Firstly, much to my surprise, they have filled in the drainage ditch between Cormorant lakes north and south. This gambit may pay off, a spell of dry weather is predicted from next Tuesday onward. However, it does mean that Cormorant lake (north) is very full, and looking very nice.
Secondly, Inert have continued the infill of the drainage ditch and remaining mud flats all the way east up to the first major stream of run off from the grasslands and ridges. Virtually all the mud flats are gone.
Thirdly, Inert have continued to infill the north east corner of Cormorant lake (south), working their way southward. There isn't much left of Cormorant lake (south). The remaining fragment is roughly the shape of Great Britain, oriented the same way. I estimate that this fragment is some 30m-40m long (north-south), about 8m-10m at its narrowest (Scotland), and some 20m-25m at its widest (Wales/Cornish peninsula - but without the Bristol Channel).
If the weather stays dry, and if Inert and Co. have at it, I reckon it will take a month or two for this last fragment to be filled in.
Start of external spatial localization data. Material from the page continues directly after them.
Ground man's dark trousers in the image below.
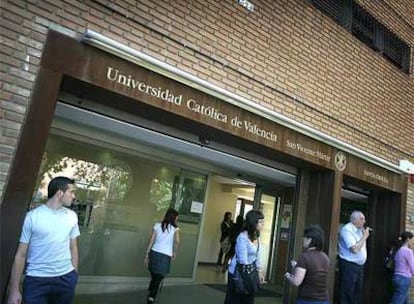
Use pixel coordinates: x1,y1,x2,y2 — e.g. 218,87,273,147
339,258,364,304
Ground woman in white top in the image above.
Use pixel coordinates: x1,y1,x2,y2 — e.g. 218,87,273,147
144,208,180,304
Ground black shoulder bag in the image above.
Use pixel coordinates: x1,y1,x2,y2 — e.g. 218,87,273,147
384,248,395,271
231,239,261,295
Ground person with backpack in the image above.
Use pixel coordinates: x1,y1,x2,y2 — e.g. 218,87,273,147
390,231,414,304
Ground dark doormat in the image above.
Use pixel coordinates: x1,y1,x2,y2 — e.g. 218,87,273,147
204,284,283,298
75,291,144,304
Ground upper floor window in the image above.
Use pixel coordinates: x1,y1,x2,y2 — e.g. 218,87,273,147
310,0,411,74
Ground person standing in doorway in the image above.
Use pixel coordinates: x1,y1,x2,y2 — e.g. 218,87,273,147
284,225,330,304
217,211,233,267
338,210,371,304
229,215,245,257
224,210,266,304
390,231,414,304
7,177,80,304
144,208,180,304
223,215,244,272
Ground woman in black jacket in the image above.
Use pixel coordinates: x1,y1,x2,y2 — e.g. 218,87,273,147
225,215,244,268
217,212,233,267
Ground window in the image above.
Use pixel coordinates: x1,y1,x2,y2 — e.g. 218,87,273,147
310,0,411,74
33,132,207,278
383,28,411,71
351,3,376,48
311,0,343,23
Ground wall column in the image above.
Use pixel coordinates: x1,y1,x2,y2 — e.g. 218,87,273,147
0,67,62,299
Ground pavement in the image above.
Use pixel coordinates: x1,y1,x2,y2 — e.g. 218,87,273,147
74,283,284,304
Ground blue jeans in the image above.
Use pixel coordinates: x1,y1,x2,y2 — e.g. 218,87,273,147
23,270,78,304
297,300,329,304
390,275,411,304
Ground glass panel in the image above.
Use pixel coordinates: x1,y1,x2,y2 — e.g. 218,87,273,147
243,204,253,218
234,198,242,218
258,194,277,278
170,171,207,276
31,133,207,278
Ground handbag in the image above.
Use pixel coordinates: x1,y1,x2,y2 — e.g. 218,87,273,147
231,262,261,295
384,248,394,271
230,238,261,295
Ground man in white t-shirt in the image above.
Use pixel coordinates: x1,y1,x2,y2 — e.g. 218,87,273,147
7,176,80,304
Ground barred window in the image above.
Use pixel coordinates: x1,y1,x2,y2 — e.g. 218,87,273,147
351,3,376,47
310,0,411,74
383,28,411,72
311,0,343,23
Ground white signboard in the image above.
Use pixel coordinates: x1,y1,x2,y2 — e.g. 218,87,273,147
190,201,203,214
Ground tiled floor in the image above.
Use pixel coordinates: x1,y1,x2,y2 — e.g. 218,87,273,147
74,264,285,304
195,263,228,284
However, the depth of infill is quite considerable - see accompanying photos.
It should be interesting to see how Inert fill in Cormorant lake (north), if that is the intention. I don't think the water will drain away any time soon. I guess one strategy is to simply infill and hope the water soaks away! However, it would be nice if this lake remains. Though it is so shallow, it will fill itself in very quickly.
Going on the site was surprisingly firm - given all the rain we've been experiencing. Even the latest infill (i.e. drainage ditch and southward push) was quite firm underfoot. Usually, freshly bulldozed earth can have the consistency of quicksand. I know, as I've sunk up to my knees in the stuff often enough.
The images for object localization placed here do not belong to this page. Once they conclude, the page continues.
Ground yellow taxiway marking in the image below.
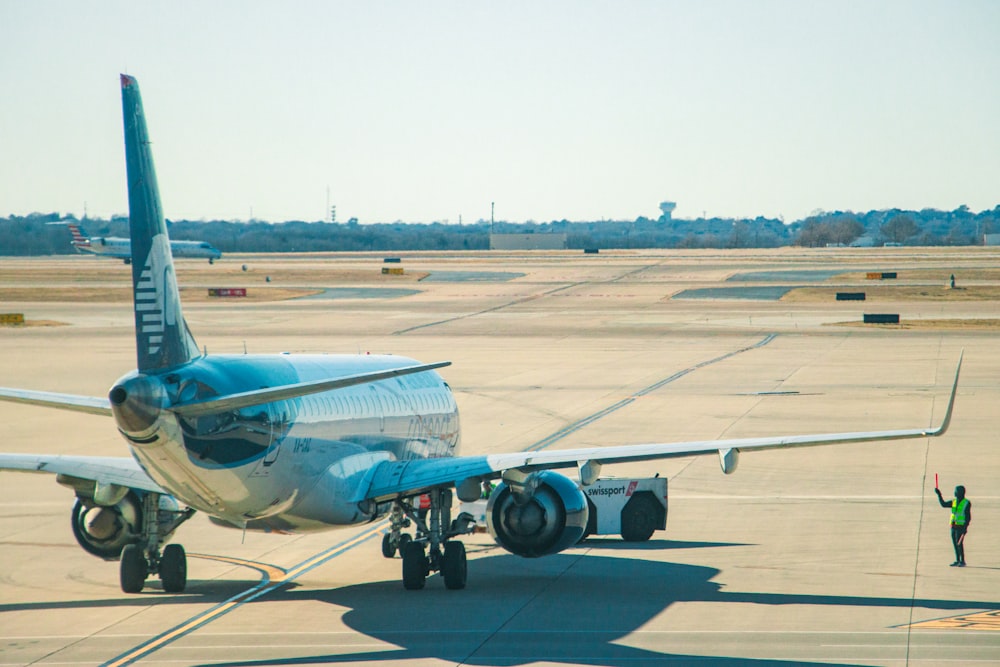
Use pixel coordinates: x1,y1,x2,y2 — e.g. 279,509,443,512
102,523,384,667
188,552,288,582
908,610,1000,631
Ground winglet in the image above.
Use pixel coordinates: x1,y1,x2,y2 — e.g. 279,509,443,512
925,350,963,437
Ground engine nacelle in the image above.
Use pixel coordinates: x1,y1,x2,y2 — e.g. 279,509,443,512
71,494,141,560
70,492,181,561
486,470,589,557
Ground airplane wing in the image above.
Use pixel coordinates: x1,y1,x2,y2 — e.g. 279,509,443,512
0,454,165,494
0,388,112,416
0,391,160,494
363,352,962,502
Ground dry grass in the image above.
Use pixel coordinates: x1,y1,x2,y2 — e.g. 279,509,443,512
837,268,1000,282
783,285,1000,303
829,318,1000,330
0,286,322,303
0,319,68,327
0,287,133,302
183,287,323,302
784,266,1000,303
0,259,427,303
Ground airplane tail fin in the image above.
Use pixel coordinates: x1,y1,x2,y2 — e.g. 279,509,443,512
66,223,89,247
120,74,200,372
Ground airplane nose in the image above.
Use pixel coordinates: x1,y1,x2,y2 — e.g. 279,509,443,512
110,374,167,439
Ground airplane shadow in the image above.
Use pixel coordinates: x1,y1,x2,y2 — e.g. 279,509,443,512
0,578,301,614
579,537,749,550
0,540,728,613
191,553,998,667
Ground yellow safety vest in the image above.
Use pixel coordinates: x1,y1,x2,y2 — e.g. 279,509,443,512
951,498,969,526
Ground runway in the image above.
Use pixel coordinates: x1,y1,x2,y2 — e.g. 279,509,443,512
1,248,998,666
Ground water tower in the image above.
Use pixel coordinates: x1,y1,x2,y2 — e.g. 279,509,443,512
659,201,677,220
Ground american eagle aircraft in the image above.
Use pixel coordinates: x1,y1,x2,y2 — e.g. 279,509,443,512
53,220,222,264
0,75,962,594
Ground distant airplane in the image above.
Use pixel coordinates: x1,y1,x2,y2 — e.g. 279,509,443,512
53,221,221,264
0,75,962,595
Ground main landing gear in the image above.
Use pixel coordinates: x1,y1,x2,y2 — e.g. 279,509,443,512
381,489,476,590
120,493,194,594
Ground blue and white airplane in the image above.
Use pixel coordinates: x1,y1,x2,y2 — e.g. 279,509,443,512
0,75,962,594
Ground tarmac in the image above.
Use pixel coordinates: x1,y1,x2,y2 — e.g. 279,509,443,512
1,247,998,666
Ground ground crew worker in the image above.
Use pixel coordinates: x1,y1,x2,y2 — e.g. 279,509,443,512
935,484,971,566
The vehicle tracks were so hard, I was able to stamp my wellingtons on them to get rid of mud. This is not to say that the top surface of the vehicle tracks weren't a little 'greasy' from the deluge that hit the site 30 minutes before I arrived. Several days of continuous torrential rain, will soon return the site to a quagmire.
I think the area has been a lot drier than I have assumed, given all the rain we've had. As I made my way back to my car, I decided to stick to the south vehicle track. Between the copse and my mighty hill, there is a dip in the track. This area has been my nemesis for months. The bottom of the dip used to fill up with silt, that would overtop my wellies. Many a times I've had to abandon walking along this section of track, having to retrace my steps and walk around it, up on the embankment (which was quite soft going as well) or even having to get onto the south footpath.
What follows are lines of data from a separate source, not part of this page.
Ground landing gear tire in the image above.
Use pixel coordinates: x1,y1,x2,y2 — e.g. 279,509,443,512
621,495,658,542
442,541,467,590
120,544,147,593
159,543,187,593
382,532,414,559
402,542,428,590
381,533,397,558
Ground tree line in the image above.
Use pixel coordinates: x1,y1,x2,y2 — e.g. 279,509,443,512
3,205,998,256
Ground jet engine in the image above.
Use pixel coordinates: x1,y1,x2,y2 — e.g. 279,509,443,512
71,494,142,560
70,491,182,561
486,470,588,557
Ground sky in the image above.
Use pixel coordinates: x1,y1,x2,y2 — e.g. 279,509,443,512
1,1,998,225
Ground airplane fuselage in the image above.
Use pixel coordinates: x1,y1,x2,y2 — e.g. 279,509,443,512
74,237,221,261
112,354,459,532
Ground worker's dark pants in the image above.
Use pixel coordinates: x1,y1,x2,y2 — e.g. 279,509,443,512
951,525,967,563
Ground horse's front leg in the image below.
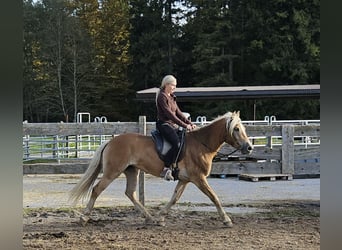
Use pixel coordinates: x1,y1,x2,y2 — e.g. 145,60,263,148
194,177,233,228
159,180,188,216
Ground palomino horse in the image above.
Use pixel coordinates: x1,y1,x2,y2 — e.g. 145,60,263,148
69,111,253,227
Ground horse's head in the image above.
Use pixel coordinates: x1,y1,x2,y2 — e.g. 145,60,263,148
225,111,253,155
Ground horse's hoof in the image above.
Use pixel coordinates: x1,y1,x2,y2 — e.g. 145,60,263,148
158,210,168,217
82,208,91,216
154,216,165,227
80,215,90,226
157,220,166,227
223,221,233,228
144,217,155,225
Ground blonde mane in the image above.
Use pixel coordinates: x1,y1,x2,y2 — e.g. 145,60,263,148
208,111,241,136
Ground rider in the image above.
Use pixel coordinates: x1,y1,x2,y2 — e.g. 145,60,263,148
156,75,196,181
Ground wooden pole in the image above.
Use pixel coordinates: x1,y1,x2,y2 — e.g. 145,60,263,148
138,116,146,205
281,125,294,174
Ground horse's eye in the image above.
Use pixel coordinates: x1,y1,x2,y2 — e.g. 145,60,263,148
234,127,239,132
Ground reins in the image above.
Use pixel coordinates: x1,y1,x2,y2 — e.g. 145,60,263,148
198,140,239,158
215,148,239,158
195,116,240,158
174,129,186,164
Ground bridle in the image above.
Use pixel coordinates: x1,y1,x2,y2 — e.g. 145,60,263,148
216,148,239,158
197,117,240,158
199,140,239,158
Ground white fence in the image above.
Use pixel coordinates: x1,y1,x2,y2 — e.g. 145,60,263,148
196,115,320,149
23,112,113,162
22,134,113,162
23,115,320,164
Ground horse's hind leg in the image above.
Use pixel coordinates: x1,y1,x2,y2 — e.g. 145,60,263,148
124,166,154,223
159,180,188,215
83,174,117,216
194,177,233,228
78,173,120,225
83,160,124,215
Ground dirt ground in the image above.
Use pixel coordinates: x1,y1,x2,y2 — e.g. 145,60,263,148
23,200,319,250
Finally, as I approached the Longwater road entrance (for a speedy exit, as there were dark foreboding clouds, above - which did pour, torrentially, as I drove home) I noticed that either a bulldozer or digger had chugged around here. Which ever it was, it chugged northward, along the west ridge, up to the north embankment. I did not investigate, due to said impending deluge.
The pump was chugging away. Not much left for it to pump, apart from the considerable quantity of run off from the grasslands and ridges.
I must say, that as Cormorant lakes north and south near their ending, I do feel a twinge of sadness. I've been recording the process of restoration for over 4 years now. These lakes have become very familiar to me, and it is almost like losing a friend.